Wednesday 23 May 2012


Being on the cut reminds me a bit of walking to the shops in the village where we spend the rest of our time. You greet most of the people you meet, apart from those lost in a world of white ear-buds. You exchange a smile and a joke and, if you need help with something, most are pleased to oblige. On the cut, they tend to offer before you ask.

Except for occasional know-it-all. The ones who use the fact that some are still learning, to parade their know-it-all-ness. They stand out because they are the exception, very keen to tell you what you've done wrong or might have done better, with the arrogance of the already perfect. What a difference in style from those who also probably know it all, but whose advice, if offered, is gentle, with nary the slightest sense of criticism!

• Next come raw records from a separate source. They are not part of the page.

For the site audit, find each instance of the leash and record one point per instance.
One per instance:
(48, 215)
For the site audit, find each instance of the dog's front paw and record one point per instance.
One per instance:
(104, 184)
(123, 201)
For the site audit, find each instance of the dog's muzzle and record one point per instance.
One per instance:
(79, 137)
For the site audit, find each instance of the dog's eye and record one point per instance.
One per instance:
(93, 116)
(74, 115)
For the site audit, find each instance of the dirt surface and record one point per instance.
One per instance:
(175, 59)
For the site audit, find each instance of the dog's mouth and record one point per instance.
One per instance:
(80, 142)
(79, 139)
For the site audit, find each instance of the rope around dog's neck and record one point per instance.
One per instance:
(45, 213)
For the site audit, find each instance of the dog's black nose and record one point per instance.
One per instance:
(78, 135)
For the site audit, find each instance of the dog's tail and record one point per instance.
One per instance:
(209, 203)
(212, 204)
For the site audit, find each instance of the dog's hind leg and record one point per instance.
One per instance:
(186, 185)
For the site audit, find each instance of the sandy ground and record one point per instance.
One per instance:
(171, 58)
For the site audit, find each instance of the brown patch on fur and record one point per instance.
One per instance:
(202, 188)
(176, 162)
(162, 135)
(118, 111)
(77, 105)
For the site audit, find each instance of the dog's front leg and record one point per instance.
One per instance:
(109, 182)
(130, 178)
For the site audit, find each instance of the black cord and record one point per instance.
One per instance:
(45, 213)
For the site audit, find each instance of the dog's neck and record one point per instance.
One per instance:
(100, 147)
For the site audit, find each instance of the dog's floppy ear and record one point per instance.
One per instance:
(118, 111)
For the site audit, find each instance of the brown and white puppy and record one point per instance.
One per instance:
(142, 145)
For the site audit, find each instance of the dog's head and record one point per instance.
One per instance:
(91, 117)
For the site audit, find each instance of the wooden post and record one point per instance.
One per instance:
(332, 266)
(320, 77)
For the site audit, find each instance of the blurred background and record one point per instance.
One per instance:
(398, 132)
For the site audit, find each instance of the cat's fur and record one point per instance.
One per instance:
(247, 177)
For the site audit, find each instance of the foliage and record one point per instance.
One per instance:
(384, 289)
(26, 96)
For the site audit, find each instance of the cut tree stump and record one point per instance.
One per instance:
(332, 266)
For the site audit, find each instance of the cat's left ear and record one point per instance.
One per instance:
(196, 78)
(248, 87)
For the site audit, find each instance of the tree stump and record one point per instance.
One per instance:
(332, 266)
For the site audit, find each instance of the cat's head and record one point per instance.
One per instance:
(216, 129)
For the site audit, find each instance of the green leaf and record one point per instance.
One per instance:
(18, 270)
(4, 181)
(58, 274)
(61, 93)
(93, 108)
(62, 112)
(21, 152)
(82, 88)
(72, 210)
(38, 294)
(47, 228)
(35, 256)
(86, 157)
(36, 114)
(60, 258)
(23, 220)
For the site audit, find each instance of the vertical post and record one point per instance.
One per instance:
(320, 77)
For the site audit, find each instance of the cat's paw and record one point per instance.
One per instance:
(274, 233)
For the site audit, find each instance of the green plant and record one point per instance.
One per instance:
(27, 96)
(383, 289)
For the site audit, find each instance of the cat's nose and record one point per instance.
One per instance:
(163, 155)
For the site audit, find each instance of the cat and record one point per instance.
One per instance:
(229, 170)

What is embarrassing for the self-analytical is to realise how easily you yourself can fall into the trap, principally with those nearest and dearest. Concern to protect Erin Mae from another scrape as she enters a lock leads to the offering of advice. Unfortunately the advice gets offered at extremely high volume, to be heard above the engine. Any advice offered at high volume tends to sound distinctly critical. I have yet to learn how to conduct a conversation about possible changes to speed or direction, and how to achieve them, that doesn't sound positively know-it-all.

Today I discovered there's a Royal Navy regulation: "No officer shall speak discouragingly to another officer in the discharge of his duties." I suspect whoever wrote it had probably just brought a narrowboat down the seventeen locks between Market Drayton and Audlem.